Went to go see my psychiatric medication manager this morning.

She had an intern sitting in with her, which I was fine with, and she wanted to know about the fatigue that I’d been experiencing during my last visit with her. I told her that I think there’s a combination of my prescriptions that’s conspiring to make me drowsy in the morning, and we discussed the potential of adding Provigil to my medication regimen to offset that. I’ve been on Provigil before so I know that I’m not allergic or anything, although I don’t know about contraindications with current medication. She referred that question to my sleep specialist in April, and we moved on.

She was pleased to hear about my recent socialization and my very gradual tendency to be more comfortable in social settings, although I have to admit I’m still a little nervous in them, especially if there are people that I don’t know. I neglected to tell her that since my last visit with her I’ve socialized twice with people I hadn’t met in person before and that I’ve been to multiple SCA events and didn’t even have a panic attack before the most recent one, but I did let her know that I’m getting out of the house more often and that Pokémon Go is a help with that.

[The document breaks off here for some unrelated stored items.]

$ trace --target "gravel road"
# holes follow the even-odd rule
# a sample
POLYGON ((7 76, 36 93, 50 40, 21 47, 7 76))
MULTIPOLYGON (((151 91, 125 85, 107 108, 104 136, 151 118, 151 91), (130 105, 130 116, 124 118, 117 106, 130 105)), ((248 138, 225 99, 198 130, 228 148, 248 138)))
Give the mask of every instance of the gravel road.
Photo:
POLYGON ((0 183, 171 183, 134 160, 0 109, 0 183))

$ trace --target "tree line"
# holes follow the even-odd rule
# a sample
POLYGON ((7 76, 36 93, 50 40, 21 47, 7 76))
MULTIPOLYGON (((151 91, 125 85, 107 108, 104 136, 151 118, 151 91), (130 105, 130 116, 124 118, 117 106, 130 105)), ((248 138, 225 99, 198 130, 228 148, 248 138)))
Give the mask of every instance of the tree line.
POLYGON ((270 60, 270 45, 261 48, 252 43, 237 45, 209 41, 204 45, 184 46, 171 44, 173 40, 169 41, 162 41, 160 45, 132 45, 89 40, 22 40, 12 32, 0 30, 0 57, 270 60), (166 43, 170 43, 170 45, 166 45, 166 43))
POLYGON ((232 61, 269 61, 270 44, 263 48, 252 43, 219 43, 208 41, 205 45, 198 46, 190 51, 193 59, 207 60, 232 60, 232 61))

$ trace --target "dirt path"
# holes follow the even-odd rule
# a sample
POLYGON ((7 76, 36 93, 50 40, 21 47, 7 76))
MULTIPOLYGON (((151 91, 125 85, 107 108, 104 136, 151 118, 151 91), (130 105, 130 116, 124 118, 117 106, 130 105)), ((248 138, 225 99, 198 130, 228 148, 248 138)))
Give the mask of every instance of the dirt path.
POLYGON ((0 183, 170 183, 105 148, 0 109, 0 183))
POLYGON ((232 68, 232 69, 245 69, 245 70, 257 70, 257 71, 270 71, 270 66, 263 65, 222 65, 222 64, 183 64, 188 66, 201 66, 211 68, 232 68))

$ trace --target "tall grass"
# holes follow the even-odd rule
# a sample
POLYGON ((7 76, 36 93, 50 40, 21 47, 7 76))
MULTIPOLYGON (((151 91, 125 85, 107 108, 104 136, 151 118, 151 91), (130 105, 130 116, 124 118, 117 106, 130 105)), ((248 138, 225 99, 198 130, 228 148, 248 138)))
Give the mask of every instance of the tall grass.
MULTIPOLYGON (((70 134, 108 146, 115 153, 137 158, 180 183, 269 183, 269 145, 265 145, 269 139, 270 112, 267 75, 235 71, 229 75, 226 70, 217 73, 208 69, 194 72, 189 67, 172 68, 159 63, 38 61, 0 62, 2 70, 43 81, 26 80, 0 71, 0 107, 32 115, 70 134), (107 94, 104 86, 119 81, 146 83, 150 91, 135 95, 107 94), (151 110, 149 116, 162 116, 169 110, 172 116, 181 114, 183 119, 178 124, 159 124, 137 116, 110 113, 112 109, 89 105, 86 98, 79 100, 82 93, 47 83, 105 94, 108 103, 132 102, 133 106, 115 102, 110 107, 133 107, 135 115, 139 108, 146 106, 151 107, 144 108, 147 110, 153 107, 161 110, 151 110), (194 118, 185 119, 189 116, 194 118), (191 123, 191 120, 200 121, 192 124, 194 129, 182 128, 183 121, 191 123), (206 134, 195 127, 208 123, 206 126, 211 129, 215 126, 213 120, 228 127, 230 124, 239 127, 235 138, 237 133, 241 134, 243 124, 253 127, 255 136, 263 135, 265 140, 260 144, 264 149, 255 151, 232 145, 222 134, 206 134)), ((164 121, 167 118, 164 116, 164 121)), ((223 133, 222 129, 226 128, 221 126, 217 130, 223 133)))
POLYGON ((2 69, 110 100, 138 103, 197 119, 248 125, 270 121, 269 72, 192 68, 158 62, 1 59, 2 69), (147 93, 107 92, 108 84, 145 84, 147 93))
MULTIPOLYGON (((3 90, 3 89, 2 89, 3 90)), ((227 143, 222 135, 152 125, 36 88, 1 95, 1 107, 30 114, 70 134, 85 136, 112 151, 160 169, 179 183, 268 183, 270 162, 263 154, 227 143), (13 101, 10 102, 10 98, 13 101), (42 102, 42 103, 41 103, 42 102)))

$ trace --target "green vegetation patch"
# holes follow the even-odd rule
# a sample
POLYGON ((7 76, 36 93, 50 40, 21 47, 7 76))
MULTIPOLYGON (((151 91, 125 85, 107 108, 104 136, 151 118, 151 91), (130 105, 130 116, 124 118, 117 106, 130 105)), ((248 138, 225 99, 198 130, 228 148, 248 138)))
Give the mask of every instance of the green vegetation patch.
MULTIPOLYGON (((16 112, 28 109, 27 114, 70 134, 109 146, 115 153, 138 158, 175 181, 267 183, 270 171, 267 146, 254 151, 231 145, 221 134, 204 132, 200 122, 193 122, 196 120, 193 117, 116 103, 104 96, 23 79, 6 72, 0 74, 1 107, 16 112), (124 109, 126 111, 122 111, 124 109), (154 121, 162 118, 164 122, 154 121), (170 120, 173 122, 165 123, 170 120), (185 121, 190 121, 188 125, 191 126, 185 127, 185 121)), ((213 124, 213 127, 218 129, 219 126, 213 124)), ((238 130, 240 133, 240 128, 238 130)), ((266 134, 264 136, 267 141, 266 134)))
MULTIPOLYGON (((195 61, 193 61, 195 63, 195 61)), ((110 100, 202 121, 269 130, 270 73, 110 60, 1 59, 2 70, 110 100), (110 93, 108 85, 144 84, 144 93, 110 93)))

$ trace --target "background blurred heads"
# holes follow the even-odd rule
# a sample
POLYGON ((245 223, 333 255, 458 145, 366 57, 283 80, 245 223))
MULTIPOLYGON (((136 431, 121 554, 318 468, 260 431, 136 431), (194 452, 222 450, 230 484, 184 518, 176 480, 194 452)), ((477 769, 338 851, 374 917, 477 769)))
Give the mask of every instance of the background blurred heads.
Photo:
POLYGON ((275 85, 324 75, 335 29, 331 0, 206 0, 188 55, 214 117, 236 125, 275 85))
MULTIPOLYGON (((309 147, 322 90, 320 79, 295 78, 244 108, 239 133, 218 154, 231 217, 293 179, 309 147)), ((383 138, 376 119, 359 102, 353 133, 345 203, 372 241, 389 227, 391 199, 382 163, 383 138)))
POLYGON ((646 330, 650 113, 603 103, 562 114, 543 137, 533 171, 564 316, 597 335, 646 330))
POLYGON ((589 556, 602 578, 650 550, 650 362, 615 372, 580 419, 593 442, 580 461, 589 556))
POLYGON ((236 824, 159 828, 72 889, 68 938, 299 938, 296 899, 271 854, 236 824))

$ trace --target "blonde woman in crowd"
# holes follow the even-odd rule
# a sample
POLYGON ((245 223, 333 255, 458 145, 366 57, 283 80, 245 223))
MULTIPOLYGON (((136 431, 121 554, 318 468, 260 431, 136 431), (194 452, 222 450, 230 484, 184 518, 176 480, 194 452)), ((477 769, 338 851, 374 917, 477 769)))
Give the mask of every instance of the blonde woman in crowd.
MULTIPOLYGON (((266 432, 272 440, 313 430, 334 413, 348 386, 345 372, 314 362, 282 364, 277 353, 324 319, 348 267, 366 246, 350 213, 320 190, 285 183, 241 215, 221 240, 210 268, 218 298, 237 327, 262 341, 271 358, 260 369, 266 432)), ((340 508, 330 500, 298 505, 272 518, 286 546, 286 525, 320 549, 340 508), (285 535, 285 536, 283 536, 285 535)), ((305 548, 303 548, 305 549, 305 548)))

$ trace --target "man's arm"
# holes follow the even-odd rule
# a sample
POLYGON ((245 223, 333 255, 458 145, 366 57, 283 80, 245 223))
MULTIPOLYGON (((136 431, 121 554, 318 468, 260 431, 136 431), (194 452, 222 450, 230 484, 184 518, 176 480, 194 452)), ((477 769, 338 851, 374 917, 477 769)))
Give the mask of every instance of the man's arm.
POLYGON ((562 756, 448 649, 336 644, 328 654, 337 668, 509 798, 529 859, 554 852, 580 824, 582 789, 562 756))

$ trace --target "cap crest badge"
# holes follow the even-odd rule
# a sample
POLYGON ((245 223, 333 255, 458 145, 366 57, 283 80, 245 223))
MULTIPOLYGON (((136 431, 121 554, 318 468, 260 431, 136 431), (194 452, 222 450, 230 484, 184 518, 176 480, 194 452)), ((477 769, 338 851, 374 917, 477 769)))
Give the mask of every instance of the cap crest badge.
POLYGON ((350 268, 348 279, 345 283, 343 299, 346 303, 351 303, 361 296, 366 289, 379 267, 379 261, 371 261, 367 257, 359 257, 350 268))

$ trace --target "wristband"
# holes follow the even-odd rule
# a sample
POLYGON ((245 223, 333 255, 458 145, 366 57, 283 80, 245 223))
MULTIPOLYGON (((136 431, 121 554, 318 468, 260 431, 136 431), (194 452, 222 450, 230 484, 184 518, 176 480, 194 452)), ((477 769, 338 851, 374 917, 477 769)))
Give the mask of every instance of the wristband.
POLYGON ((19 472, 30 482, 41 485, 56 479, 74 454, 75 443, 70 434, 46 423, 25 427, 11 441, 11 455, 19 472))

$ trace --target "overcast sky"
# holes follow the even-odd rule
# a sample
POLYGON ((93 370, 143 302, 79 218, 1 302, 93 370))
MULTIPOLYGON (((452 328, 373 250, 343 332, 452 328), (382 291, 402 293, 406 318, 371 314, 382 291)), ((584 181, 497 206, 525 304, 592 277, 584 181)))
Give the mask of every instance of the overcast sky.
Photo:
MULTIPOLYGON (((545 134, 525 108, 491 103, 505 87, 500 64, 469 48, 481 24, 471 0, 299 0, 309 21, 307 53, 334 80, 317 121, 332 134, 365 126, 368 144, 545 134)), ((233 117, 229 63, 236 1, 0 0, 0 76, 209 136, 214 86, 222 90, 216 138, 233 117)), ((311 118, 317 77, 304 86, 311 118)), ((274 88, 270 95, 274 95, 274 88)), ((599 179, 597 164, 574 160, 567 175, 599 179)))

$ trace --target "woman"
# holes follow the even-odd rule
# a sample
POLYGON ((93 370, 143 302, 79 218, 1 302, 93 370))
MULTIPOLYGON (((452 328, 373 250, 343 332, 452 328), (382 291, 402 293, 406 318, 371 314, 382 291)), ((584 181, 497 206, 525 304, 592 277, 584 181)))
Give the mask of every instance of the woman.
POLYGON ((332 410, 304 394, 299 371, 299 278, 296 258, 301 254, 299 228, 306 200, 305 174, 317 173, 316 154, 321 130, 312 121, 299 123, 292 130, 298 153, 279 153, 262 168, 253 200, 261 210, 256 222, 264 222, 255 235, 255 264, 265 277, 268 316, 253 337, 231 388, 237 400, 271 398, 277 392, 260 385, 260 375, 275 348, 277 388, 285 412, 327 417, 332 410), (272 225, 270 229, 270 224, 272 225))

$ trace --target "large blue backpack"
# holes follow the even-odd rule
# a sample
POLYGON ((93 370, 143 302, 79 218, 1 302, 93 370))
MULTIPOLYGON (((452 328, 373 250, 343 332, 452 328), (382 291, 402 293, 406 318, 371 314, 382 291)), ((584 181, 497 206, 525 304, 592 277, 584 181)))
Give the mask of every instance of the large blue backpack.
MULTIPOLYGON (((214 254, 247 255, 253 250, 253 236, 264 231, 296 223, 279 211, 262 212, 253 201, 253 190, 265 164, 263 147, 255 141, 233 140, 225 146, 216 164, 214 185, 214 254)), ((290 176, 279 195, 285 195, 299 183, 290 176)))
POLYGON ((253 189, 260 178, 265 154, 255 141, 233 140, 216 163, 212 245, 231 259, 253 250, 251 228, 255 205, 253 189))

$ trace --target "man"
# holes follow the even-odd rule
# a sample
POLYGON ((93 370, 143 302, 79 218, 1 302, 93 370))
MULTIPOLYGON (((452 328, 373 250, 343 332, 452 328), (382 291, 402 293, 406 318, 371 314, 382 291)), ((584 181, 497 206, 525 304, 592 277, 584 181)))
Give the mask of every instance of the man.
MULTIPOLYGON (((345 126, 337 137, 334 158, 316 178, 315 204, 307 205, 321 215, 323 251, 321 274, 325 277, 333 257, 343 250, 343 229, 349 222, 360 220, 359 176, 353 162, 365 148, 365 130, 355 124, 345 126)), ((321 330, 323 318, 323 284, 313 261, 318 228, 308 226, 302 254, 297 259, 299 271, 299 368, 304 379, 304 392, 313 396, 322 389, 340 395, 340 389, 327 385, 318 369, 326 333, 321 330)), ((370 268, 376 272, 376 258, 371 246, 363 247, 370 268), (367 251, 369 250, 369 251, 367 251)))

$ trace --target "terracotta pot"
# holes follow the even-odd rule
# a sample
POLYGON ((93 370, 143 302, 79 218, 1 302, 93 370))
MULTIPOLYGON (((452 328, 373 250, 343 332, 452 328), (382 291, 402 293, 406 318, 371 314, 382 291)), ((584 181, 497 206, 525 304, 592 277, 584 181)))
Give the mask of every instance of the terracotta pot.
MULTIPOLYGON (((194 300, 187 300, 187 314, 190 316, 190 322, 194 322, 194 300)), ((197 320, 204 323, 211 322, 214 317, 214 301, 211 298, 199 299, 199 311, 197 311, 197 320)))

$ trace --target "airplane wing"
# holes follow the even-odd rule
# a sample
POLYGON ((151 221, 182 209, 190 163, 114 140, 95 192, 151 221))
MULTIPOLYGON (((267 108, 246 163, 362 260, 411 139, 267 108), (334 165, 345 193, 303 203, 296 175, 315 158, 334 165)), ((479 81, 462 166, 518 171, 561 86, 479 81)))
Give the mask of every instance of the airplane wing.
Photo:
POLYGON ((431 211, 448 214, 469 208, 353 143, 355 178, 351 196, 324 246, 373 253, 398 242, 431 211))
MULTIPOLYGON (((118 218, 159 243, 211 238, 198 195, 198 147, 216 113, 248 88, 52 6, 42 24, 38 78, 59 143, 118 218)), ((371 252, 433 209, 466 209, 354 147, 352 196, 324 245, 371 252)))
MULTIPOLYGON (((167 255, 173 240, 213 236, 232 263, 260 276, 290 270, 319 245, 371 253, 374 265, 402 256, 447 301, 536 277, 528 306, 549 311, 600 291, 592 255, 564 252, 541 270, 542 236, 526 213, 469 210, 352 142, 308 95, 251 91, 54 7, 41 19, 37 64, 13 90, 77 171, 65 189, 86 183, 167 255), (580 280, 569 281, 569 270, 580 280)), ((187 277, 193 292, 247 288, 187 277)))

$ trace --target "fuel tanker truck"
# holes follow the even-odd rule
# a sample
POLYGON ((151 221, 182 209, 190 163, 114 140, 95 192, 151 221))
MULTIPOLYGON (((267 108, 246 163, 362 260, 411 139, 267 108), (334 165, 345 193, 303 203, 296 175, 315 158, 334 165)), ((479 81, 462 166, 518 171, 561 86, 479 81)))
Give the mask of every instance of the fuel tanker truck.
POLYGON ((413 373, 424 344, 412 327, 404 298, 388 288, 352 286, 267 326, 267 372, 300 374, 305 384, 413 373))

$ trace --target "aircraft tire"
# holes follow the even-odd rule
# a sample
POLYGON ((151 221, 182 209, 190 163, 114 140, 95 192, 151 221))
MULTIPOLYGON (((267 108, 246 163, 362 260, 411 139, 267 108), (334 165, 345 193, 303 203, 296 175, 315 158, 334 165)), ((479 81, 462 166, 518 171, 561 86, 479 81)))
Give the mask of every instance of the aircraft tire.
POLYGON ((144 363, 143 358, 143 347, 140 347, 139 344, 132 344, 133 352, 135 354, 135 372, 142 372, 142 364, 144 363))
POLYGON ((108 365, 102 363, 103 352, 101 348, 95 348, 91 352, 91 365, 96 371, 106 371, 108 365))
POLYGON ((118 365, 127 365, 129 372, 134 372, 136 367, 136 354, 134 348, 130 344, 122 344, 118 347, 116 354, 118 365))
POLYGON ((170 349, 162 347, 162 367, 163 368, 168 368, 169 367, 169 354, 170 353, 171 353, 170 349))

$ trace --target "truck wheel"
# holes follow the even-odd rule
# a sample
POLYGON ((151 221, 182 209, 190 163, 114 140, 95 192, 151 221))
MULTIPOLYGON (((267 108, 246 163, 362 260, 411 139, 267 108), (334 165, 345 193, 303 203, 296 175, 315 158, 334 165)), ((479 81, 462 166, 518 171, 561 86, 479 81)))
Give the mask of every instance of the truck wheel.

She’s especially pleased to hear that I’m going back to school in the fall, and she believes that the additional structure that will accompany that will be beneficial to me, and especially with regard to this rut that I seem to feel I’m in lately.

She also noted that two sessions ago I could barely keep my eyes open, and she’s overjoyed to see that I was alert and much more participatory in my session today. I confessed that her front office had a lot to do with that – one more cancelled or late appointment is likely going to end my relationship with the practice, so I tend to get there very early now, and today I got there almost an hour ahead of schedule, so there was a little bit of a nap in the car before I came up for my appointment.

She thinks I’m making good progress, although I think it’s slow going. But slow progress is better than none at all, or worse, regression, so I’ll take it. New appointment at the beginning of May has been set and I made plans to work out an issue with my account.